Kinda like the other thread help is apreciated! I know if i dont figure this out the same thing will come up!

In an arithmetic series, the tenth term, T10, is 19 and the sum to ten terms, S10 is 55.
Find the first term and the common difference.

Anyone?

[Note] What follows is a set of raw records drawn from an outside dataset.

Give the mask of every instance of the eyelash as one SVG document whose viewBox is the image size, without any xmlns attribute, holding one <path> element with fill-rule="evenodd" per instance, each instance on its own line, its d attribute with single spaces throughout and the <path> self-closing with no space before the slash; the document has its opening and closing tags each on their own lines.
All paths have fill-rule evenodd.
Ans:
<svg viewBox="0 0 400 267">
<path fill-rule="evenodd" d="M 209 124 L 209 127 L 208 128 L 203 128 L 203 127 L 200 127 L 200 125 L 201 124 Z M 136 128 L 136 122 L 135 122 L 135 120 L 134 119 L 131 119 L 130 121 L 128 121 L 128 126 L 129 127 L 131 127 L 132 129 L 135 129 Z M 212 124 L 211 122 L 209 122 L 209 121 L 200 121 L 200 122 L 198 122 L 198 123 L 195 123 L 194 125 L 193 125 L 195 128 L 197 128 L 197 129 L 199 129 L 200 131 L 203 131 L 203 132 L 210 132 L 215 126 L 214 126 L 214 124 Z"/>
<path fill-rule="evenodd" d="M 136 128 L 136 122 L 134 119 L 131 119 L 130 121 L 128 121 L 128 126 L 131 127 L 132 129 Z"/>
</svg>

Only 2 days left!

Crumbs

S10 = 55
T10 = 19

Therefore, S9 = 36.

The sum to n terms, Sn = n/2[2a+(n-1)d]

Work that out for S9 and S10 and then solve the two equations to get a and d.

rasher_b2

you could use T10=19 so a+9d=19
and then work it out with the other one using simultaneous equations.

Sev

Right well an arithmetic sequence is a sequence of numbers such that there is a constant difference,d, between each.

So T2 = T1 + d, T3 = T2 + d, and so on

Therefore, T3 = T1 + 2d, likewise T9 = T1 + 8d

You get the idea.

So to get the sum of the first 10 numbers in an arithmetic sequence its simply

S10 = T1 + T2 + ..... + T10
= T1 + (T1 + d) + (T1 + 2d) + ..... + (T1 + 9d)

= 10(T1) + d (1 + 2 + 3 + .... + 9)

now there is a formula given on the maths course for the sum of an increasing series of integers = N(N+1)/2

so the sum of integers from 1 to 9 is 9(9+1)/2 = 45

so we get an expression for the sum of the first 10 numbers in the sequence to be

S10 = 10(T1) + 45d = 55

We also know that

T10 = T1 + 9d = 19

And now we just have two simultaneous equations, and by multiplying accross the latter by 10...

10T1 + 90d = 190
10T1 + 45d = 55

---

45d = 135
=> d = 3

And if d = 3, then T1 = -8

Camogie Playa

i remember trying to that sum too, but failed miserably!but im even more confused now

hacktavist

Ahh didnt think to use similtaneous equations! Chears lads.